In July 2016, Senator Sanders invited Paul Bustinduy, the Secretary of International Relations of the Spanish far-left, pro-BDS political party Podemos – which belongs to a leftist coalition called United We Can (UWC) – as his guest at the Democratic National Convention in Philadelphia. Historian Ronald Radosh notes that UWC: (a) “models itself on the Marxist Greek party Syiriza which brought the Greek economy to near total collapse,” and (b) is “composed of old Communists, Trotskyists, independent revolutionaries, Basque and Catalan nationalists, leftist urban intellectuals and former supporters of the Socialist Party annoyed at what they perceive as its continuing compromises.” Describing Podemos, meanwhile, as “blatantly anti-Semitic,” Radosh writes: “In Madrid the [Podemos] Party’s affiliate is called Ahora Madrid.
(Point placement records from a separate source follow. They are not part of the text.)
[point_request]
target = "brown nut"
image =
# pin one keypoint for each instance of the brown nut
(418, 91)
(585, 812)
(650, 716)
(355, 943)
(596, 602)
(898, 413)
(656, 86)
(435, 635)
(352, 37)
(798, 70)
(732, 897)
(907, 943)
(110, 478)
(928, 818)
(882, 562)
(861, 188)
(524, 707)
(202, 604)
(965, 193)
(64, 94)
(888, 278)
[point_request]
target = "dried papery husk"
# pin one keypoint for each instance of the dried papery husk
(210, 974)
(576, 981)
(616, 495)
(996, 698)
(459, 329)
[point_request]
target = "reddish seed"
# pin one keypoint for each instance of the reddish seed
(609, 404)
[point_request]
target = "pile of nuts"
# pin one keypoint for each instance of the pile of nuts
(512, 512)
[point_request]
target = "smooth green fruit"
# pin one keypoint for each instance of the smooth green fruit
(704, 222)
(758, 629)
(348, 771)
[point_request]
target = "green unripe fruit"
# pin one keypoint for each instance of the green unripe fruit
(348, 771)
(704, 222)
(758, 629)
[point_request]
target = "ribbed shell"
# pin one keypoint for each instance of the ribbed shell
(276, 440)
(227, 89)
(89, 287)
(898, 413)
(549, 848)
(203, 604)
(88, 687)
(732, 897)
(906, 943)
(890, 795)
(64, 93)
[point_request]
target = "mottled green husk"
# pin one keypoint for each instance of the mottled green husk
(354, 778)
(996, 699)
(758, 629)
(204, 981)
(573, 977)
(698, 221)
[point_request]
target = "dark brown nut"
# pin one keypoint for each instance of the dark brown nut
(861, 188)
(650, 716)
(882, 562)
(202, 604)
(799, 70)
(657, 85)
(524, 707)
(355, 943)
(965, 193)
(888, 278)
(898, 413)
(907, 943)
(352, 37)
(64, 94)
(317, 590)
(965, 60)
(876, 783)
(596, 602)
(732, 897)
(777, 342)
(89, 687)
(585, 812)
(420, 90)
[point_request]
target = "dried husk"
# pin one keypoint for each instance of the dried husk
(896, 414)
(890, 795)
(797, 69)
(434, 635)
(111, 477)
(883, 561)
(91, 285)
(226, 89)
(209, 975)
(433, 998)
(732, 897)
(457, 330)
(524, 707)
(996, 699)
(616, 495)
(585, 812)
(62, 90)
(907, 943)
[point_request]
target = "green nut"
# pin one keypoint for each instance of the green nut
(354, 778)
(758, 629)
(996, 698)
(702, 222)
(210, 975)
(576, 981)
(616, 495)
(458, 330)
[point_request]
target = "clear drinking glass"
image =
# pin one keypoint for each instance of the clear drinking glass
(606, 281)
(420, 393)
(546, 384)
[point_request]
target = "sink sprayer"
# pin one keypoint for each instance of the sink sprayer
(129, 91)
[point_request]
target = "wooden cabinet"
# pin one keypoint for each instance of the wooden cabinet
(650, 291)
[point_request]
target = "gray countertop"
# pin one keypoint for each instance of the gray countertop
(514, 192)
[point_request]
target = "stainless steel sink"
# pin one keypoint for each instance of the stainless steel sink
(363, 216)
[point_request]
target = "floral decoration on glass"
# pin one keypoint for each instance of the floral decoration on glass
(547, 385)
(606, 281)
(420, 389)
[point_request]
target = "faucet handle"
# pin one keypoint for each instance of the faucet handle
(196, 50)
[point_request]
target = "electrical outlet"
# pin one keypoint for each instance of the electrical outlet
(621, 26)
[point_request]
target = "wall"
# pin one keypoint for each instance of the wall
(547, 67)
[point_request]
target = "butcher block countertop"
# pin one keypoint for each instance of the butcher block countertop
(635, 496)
The head of Madrid’s department of culture, Guiller Zapata, who is a [Podemos] member, tweeted: ‘How do you fit five million Jews in a SEAT 600? [a version of the Fiat car of the same name] Answer: In an ashtray.’ … Podemos is so anti-Israel, that it defends publication of a notorious anti-Semitic Spanish magazine, El Jueves [which once published a cartoon] about Israel, using the symbols of Hitler’s SS to indicate that Israel is composed of Nazis.”
Bernie Sanders has a very ugly track record vis à vis Israel and the Jewish people. Thus it is hardly a surprise that he would throw his political support behind Jeremy Corbyn.